L’ancien ministre et professeur de droit Benoît Pelletier s’attend à d’imposants changements dans l’univers constitutionnel canadien.

Benoit Pelletier

ABC National a convié Benoît Pelletier dans un café d’Ottawa pour dresser un bilan de l’actualité constitutionnelle canadienne dans la dernière année. L’ancien ministre de la Justice et des Affaires intergouvernementales québécois en avait long à dire sur le sujet, mais aussi sur ce qui se dessine quant à l’avenir de la constitution canadienne et son interprétation par les tribunaux. 

Même qu’une « révolution du droit » se dessinerait à l’horizon. 

L’année de la dérogation

La disposition de dérogation a fait l’objet d’une utilisation en vogue au Canada en 2023. Une utilisation qui ne choque pas Benoît Pelletier, et ce, même s’il exprime son désaccord avec le fond des questions sur lesquelles elle a été invoquée.  

« Je ne suis pas toujours d’accord avec l’utilisation de la disposition de dérogation. Mais en même temps, je ne suis pas toujours d’accord avec les jugements rendus par les tribunaux », dit-il. 

Cette année, ce sont les questions d’identité de genre qui ont occupé les gouvernements du Nouveau-Brunswick et de la Saskatchewan. 
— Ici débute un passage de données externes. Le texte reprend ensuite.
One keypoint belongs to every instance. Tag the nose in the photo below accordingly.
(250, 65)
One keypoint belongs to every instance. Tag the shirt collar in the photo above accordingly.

Dans la première province, c’est la modification de la Politique 713 qui a provoqué une crise politique au sein même du gouvernement de Blaine Higgs. En vertu des changements annoncés, le personnel scolaire ne peut plus utiliser le prénom ou le pronom préféré des élèves trans et non-binaires de moins de 16 ans sans l’accord des parents. Le premier ministre n’a pas caché son intention de recourir à la disposition de dérogation si cela s’avérait nécessaire.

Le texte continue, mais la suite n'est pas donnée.